By Arianna Smith
The term “Pulitzer Prize winner” may conjure the image of a stiff and buttoned up, grizzled veteran reporter. Farah Stockman is indeed a veteran columnist and reporter, but speaking to an assembly of MIPA students Monday evening, she gave off the atmosphere of a calm and easy-going professional.
“When I was in high school, I thought I was going to write the great American novel. I didn’t know I was doing newspaper until after college,” Stockman said. “I’m glad I took the path that I did. I’m not sure I would have stayed in journalism if I didn’t. It would have been boring.”
Stockman addressed the conference to speak about her own experiences in the field of journalism, including her less conventional path of becoming a schoolteacher and later a “fixer” for the New York Times in Kenya, which led to further opportunities that resulted in groundbreaking stories. She spoke of her initial inspiration to become a journalist, her involvement in the coverage of events such as the U.S. Embassy bombings in Nairobi and Tanzania which she said were her “big break” and the 2004 tsunami in Indonesia.
“It’s unfortunate, but journalism careers are often a mix of tragedy and luck. Sometimes you have to be in the right place at the right time, and I’ve been lucky enough on a few occasions to be just that,” Stockman said.
She also imparted her own words of wisdom to the students, mainly to challenge mainstream thinking and to open themselves and their viewpoints to the world to better become successful and to forge greater relationships with the subjects of their stories and beyond.
“Great journalists put themselves in a position to discover and understand the world,” Stockman said. “You have to develop empathy for others so you can be trusted to tell their stories, and you can’t believe everything you’re told. Sometimes a story is more complicated than you think.”
Stockman has written about and contributed to a variety of issues and topics: the gradual re-segregation of Boston school systems, which won her the Pulitzer, U.S. efforts to combat opium trade in the Middle East and the effect of that campaign on the opium farmers, and the investigative story she contributed to about pedophilia in the Boston Catholic church that’s findings inspired the movie “Spotlight” by Tom McCarthy.
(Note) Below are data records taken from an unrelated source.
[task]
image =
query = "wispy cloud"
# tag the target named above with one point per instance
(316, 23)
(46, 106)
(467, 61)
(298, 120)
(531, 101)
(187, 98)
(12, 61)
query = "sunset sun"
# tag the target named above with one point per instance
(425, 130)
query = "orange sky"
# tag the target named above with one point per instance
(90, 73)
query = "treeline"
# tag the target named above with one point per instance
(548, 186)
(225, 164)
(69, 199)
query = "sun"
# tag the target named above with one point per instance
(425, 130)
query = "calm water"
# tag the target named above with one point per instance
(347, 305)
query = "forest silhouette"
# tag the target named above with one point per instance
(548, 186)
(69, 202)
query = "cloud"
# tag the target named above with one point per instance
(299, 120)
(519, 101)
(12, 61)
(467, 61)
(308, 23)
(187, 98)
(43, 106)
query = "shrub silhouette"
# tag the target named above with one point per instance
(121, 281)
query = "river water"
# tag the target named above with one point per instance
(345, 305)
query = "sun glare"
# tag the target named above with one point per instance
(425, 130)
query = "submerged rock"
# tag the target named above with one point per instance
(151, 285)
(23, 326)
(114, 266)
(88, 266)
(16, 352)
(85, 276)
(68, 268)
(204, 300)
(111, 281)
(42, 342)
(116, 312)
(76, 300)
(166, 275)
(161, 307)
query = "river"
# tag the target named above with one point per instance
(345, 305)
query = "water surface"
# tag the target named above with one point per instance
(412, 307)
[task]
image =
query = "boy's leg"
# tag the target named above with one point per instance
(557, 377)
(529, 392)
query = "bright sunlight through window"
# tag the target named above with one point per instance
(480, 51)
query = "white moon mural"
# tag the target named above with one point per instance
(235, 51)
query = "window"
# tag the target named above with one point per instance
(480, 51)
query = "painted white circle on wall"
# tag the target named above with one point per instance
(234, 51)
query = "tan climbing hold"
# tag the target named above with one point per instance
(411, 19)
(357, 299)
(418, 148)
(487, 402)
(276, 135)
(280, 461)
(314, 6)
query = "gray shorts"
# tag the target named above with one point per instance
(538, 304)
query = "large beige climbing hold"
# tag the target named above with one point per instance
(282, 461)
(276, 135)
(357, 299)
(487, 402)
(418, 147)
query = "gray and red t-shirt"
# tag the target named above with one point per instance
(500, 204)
“I didn’t know you weren’t supposed to talk about those kinds of things in Boston. I just knew there was a story that people needed to hear,” Stockman said.
And her reaction to winning the Pulitzer?
“It made me feel like I could really do it, you know?” Stockman said. “It was confirmation that I could write with the very best of them.”
After the initial presentation, MIPA students lined the staircases to ask Stockman questions about her experience as a woman journalist, the danger she’d faced as an embed with the U.S. Military, and the controversy her stories have evoked.
“I thought she was very nice,” said MIPA student Sydneah Burnett. “Very informative. I didn’t expect her to be so normal and relatable. And she had really good advice.”